Proprietary data management software vendors like Informatica Corp., DataFlux and others will increasingly add "big data" processing capabilities to their portfolios in the near future, according to Forrester Research Inc. -- and that means now is a good time for organizations to figure out if they stand to benefit from the technology, the Cambridge, Mass.-based IT analyst firm says.
SearchDataManagement.com wanted to learn more about the upcoming influx of big-data processing technologies and got on the phone with Brian Hopkins, a principal analyst with Forrester and one of the authors of a new research paper called Big Opportunities In Big Data. Hopkins explained why big data is actually a misnomer and talked about the definition and potential benefits of big-data processing. He also had some advice for organizations that want to determine whether big-data processing tools are right for them. Here are some excerpts from that conversation:
How will big-data processing technology change the IT industry in the near future?
Brian Hopkins: I think what technology consumers are going to see over the next 12 to 18 months is a whole rush of vendors incorporating big data capabilities into their technologies [and some] have already actually been doing it. They're approaching the point where they're going to start releasing versions of products that have that capability and so [consumers of technology are] going to be asking themselves, Is this important to me? I think that it's really important to come up with an initial view of what [big-data processing] means, [why] it's important and what [organizations] should do about it right now while the technology is still in the very early stages.
Why do you think the phrase big data is a misnomer?
Hopkins: It's a bit of a misnomer because people [equate big data to] big volume. [But] it's really about volume, velocity, variability and variety. [Velocity obviously refers to] how quickly the data comes at you and so that incorporates into the scope of big data the notion of capturing a stream of data. Then high variability and high volume are also issues. [For example, there] may be a variety of formats [as opposed to] just one relationally structured data set. You could have data from a Web log, unstructured content from the Internet, content files that are tagged with metadata and hierarchical file systems. [The concept of big data addresses] how you deal with this variety of formats and how you draw meaning from them.
How does variability come into play in big-data processing?
Hopkins: When I say variability, I mean variance in meaning, in lexicon. The best example of that would be the variability problem that the [supercomputer] Watson at IBM was trying to take on. [Watson] would get an answer and would have to dissect that answer into its meaning and then use some really sophisticated parallel processing technology to try to figure out what the right question was within that three-second response time.
Why will big-data processing technology be attractive to some organizations?
Hopkins: The thing I keep coming back to is that [big-data processing] is about making decisions earlier in the process. Firms that can consume a lot of data make some decisions about what they should do faster than firms that can't.
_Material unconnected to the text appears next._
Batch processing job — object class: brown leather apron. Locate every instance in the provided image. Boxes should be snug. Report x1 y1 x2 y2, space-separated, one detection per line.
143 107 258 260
The typical decision making process in most firms that have a data warehouse and [business intelligence] infrastructure [goes like this]: Let's go capture some data. Let's integrate that data together and put it in a warehouse. Let's put some analytics on top of that. [Then] after we've done the analytics, let's make some decisions and then go execute those decisions. The problem with that approach is integration is expensive. It takes time, it takes resources and by the time you get to the decision making [part] it may be too late. [Big-data processing technology] says, Hey, let's enable you to try to change the model up. Let's enable you to capture some data and iteratively discover what's in that data and maybe make some early decisions.
What recommendations to you have for organizations as they assess the need for big-data processing technology?
Hopkins: The first thing we're recommending is that you as enterprise architects look at what big data is, draw some conclusions yourself about what it means [and] then have a dialogue with your business about the capabilities that it brings, because the biggest challenge with big data is not the technology. [We've] been doing high performance computing and massive parallel processing for years so it's not that new, but what you really need to do is have a conversation with your business about the way it changes the processes you go through to make decisions based on information.
What else should organizations interested in big-data processing think about?
Hopkins: We're encouraging clients not to forget that [big-data processing technology is] a tool in a larger information management set of tools. Capturing large or rapidly streaming, high-variable, high-volume [data] introduces the same issues that you have with other kinds of information: Who owns it? How do you assure quality? What are the security implications of it? Do you need to keep this data for compliance reasons? [There] are all these issues that don't go away that are very similar to other information management issues. So we're encouraging our clients to really think about big data as just another important component of their larger information management approach.